I am going to hell. It’s official. Was working particularly late tonight and went on to Facebook. Being as nosy as hell I dipped into the profile of someone I REALLY dislike. With good reason, I hasten to add. This woman is poison. She is married to my husband’s brother and we had a run in years ago. Never being one for plastic pleasantries I have no conversation with her or her equally poisonous friend. Here is where it gets awkward. The friend is also married to one of the brothers. Thankfully I am not alone in my intense disdain for them. My mother in law calls them “Rottweilers” and my other two sisters in law cannot abide the trouble they have caused in the family.

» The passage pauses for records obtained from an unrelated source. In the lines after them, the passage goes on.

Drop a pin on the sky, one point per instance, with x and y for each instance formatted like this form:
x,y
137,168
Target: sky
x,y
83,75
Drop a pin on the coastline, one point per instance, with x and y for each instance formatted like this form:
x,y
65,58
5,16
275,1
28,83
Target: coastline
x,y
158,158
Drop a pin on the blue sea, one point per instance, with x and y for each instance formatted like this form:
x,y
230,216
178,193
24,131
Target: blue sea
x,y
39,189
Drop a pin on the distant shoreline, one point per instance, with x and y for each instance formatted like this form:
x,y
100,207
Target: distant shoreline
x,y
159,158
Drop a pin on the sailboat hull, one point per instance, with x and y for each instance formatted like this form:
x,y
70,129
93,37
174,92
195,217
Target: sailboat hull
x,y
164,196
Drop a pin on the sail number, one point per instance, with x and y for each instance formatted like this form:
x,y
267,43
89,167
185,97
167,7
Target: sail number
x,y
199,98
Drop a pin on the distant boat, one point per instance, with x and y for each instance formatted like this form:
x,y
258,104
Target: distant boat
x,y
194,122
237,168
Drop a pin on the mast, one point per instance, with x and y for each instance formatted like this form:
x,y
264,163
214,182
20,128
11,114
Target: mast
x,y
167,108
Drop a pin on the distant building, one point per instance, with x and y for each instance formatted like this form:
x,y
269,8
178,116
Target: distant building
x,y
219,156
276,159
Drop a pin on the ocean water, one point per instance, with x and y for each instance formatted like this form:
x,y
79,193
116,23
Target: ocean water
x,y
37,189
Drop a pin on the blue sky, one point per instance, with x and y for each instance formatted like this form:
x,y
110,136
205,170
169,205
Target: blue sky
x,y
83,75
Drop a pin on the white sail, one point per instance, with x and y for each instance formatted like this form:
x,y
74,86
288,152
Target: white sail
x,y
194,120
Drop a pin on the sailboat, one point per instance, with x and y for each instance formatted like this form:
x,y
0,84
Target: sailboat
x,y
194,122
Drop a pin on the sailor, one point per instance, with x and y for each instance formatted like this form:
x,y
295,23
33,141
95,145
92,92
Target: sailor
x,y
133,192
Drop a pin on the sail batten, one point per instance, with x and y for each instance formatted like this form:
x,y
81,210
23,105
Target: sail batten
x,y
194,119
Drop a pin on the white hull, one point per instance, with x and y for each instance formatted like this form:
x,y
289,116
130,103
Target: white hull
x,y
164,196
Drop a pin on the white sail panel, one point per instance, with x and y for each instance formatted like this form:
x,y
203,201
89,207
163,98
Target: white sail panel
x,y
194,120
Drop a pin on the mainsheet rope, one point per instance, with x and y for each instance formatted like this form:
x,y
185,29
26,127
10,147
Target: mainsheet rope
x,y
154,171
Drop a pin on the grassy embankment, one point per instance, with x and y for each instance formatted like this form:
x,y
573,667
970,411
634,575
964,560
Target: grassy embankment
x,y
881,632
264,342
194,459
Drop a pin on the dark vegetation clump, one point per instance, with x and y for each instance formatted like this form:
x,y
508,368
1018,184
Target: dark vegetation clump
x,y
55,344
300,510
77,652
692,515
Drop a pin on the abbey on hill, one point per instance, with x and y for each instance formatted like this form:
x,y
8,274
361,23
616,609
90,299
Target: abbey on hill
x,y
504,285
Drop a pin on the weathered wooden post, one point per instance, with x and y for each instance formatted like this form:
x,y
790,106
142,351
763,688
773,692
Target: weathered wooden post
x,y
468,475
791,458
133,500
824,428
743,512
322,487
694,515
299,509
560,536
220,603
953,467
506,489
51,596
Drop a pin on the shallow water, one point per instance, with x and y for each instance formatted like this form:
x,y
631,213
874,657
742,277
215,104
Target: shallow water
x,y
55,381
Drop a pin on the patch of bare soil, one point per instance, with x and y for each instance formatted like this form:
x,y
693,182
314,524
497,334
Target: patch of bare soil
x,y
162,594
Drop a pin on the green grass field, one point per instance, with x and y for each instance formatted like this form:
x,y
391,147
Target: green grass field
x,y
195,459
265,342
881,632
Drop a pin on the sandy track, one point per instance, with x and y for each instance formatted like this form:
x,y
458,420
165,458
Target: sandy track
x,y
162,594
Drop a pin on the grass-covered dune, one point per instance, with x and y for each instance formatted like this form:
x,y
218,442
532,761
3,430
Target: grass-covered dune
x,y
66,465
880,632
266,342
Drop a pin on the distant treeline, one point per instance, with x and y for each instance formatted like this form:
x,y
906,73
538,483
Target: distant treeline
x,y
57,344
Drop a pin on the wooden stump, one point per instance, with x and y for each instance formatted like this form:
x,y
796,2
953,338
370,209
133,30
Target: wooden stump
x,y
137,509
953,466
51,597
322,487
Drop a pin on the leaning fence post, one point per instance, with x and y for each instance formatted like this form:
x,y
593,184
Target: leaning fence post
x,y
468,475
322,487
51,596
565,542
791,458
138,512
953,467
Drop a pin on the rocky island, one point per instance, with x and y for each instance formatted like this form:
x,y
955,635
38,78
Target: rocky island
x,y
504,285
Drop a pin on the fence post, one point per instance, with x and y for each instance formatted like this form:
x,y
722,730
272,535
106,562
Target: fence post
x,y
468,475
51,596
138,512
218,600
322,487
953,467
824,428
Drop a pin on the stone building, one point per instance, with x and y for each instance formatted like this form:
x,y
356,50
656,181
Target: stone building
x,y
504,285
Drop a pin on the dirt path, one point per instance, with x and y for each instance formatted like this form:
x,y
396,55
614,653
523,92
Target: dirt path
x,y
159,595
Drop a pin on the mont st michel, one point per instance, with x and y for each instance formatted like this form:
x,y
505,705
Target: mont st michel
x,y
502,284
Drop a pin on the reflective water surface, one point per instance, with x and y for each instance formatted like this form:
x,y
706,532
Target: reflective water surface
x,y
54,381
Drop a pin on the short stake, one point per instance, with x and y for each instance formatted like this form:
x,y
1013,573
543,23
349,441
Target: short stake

Revenge is a dish best served fat free
Anyway, I digress. As I was looking at the profile I started thinking how good it would feel to appear at the next family gathering at my target weight and see their reaction. I am ashamed to admit that this has given me a real motivational boost. How bad am I?
What makes matters even worse is both have weight issues too. I should be empathetic but this “evil urge” makes me want to stick it to them! Believe me, they would do it if the shoe was on the other foot (or cloven hoof in their case!).
This is not the ideal kind of motivation to reach goal but surely I am not alone. And what if, when the other motivations like better health, nice clothes, etc start to lose their lustre, what if the idea of flaunting your “new look” in front of a ***** or two is the one thing that keeps you going?
Imagine. You have been invited to a family event. The last time you saw these people you looked less than your best. This time you are in a fabulous dress, half the woman you were and looking AMAZING! Imagine them doing a double take on seeing you.
Tell me this doesn’t do it for you. Join me in hell!!!